Chris Monroe portrait with old Durham tobacco warehouse in the background
Trailblazers

Chris Monroe

Chris Monroe half-jokes that when it comes to work, he needs an “almost unattainable goal.”

That goal, the object of a global race 30 years in the making, is to build a device that’s “radically different from regular computers,” Monroe said.

A professor of electrical and computer engineering and physics and director of the Duke Quantum Center, Monroe and colleagues are leading an effort to engineer the world’s first practical quantum computer.

Classical computers like the ones in our smartphones and laptops encode information in bits, which can be either 0s or 1s. In contrast, a quantum computer works with quantum bits, or qubits, which can represent a 0, a 1, or both at the same time.

This enables quantum computers to solve certain problems significantly faster than classical computers, such as making or breaking codes, predicting financial markets, or developing new drugs.

With just 100 qubits, you could process more possibilities than there are bits in all the hard drives in the world.

There are many ways to make qubits. While other initiatives use circuits or superconducting currents, Monroe and Duke’s Jungsang Kim are betting that individual atoms — floating in a vacuum and prodded with lasers — will ultimately make quantum computers into practical everyday tools.
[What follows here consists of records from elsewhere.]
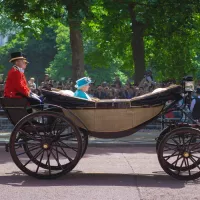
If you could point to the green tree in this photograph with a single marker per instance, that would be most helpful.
(34, 15)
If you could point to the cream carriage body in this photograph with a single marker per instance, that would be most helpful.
(50, 140)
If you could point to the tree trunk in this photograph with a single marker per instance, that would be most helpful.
(137, 45)
(76, 47)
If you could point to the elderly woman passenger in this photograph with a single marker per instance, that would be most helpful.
(82, 86)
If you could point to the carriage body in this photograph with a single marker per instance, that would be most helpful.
(113, 118)
(50, 140)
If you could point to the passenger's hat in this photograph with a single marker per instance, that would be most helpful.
(198, 90)
(18, 56)
(82, 82)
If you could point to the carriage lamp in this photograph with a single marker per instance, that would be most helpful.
(189, 86)
(186, 154)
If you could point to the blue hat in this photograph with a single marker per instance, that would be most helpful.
(82, 82)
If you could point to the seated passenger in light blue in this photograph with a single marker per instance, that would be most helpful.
(82, 86)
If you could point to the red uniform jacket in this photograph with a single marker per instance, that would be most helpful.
(16, 83)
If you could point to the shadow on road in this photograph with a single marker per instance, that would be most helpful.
(119, 149)
(77, 178)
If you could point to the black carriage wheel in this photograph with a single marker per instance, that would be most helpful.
(179, 153)
(46, 150)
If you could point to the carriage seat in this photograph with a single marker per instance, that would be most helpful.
(159, 96)
(15, 108)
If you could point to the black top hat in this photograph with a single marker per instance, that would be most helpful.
(198, 90)
(17, 56)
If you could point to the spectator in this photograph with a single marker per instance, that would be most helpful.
(31, 84)
(117, 82)
(99, 93)
(195, 106)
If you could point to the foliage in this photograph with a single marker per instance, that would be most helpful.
(61, 65)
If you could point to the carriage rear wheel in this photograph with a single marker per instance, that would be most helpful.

They are building quantum computers based on atom-trapping technology at the Duke Quantum Center in downtown Durham, for researchers to use on challenges ranging from modeling complex molecules to forecasting climate change.

“The one quality I see at Duke that is unique is the ability of this whole campus to rally around a singular idea and really go after it,” Monroe told Duke Engineering in 2021.

“We won’t only propel Duke to the top of quantum computer science and technology, we will do it in a way that nobody else is doing.”